Войдя в здание КПП, я связался с начальником отдела зоны ЧАЭС Василием Фатхутдиновым, который уже ждал нас. Еще 30 минут езды — и мы в райотделе милиции. Василий Гайнулович Фатхутдинов, ныне заместитель министра внутренних дел, — человек, для которого любая должность становится любимой работой. А коль работа любимая, то и предмет должен быть изучен досконально. Он не только отлично выполнял свои милицейские обязанности, но и знал все о крае, где служил: рассказал много интересного о храмах Зоны, показал могилы хасидов и сообщил об интереснейших исторических фактах, о которых мало кто знает.
Все, что я услышу от него, буду рассказывать журналистам, а также блистать своей эрудицией. Итак, кабинет начальника милиции. Рукопожатие, объятия — все под пристальным взглядом Герхарда. Уточняем маршрут нашего следования. Обязательно должны побывать в Припяти, у самоселов, отснять сгоревшие деревни. Следующий день посвятим работе милиции, стоянкам отстоя радиоактивно загрязненной техники, могильникам.
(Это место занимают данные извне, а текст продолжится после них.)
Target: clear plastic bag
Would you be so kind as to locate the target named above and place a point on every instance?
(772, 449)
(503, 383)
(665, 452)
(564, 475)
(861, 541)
Перед тем как отправиться дальше, заезжаем в расположение моей бывшей роты. Старшина обещал подобрать списанный бушлат. Я буду в том селе, где живет бабка Горпына, которой год назад я пообещал бушлат, пообносилась старушка, а на "большую землю" она не выезжает. Родных и близких не осталось. В магазине на центральной улице Чернобыля покупаю пару буханок хлеба и несколько банок тушенки, теперь можно ехать. В гости к старикам-самоселам нельзя приходить с пустыми руками. Автолавка приезжает раз в две недели.
Направляемся в Припять. Первая остановка возле указателя "Копачи". Здесь должно быть село. Но его нет. В первые послеаварийные дни на этом месте находился первый полевой КПП и пост дозиметрического контроля. Фоновые значения были настолько высокими, что все дома пришлось снести и закопать. Теперь здесь большие могильные холмы, которые остались как память о том, что тут стояли дома, жили люди.
Проезжаем мимо атомной станции. Герхард постоянно фотографирует, меняя ракурс съемки. Максим сообщает, что Герхарду нужна радиация. "Переведи ему, что он ею дышит, — говорю я. —Пусть положит прибор под ель и фотографирует". Подобной реакции я не ожидал. После того как стрелка прибора прыгнула в крайнее правое положение, гости побежали к автобусу, оставляя за собой клубы пыли.
Прошло несколько минут, они надели респираторы, резиновые сапоги с бахилами и резиновые перчатки, сообщив при этом, что готовы продолжать работу.
В это время мимо нас проезжал командир батальона подполковник милиции Геннадий Иванюк. С ним мы не виделись почти полгода. Первое, о чем он спросил: "Что случилось? Зачем этот маскарад?".
Пришлось объяснять, что иностранцы после показаний прибора запаниковали.
По дороге в Припять заехали на площадку отстоя радиоактивно загрязненной техники, которая находилась возле нефтебазы "Янов". Здесь были самоходные артиллерийские установки без орудий, укрытые свинцовыми плитами. На них работали возле разрушенного реактора. Посреди площадки стоял огромный бульдозер размером с одноэтажный дом, на его приборной панели было нацарапано "Помни, тебя ждут дома".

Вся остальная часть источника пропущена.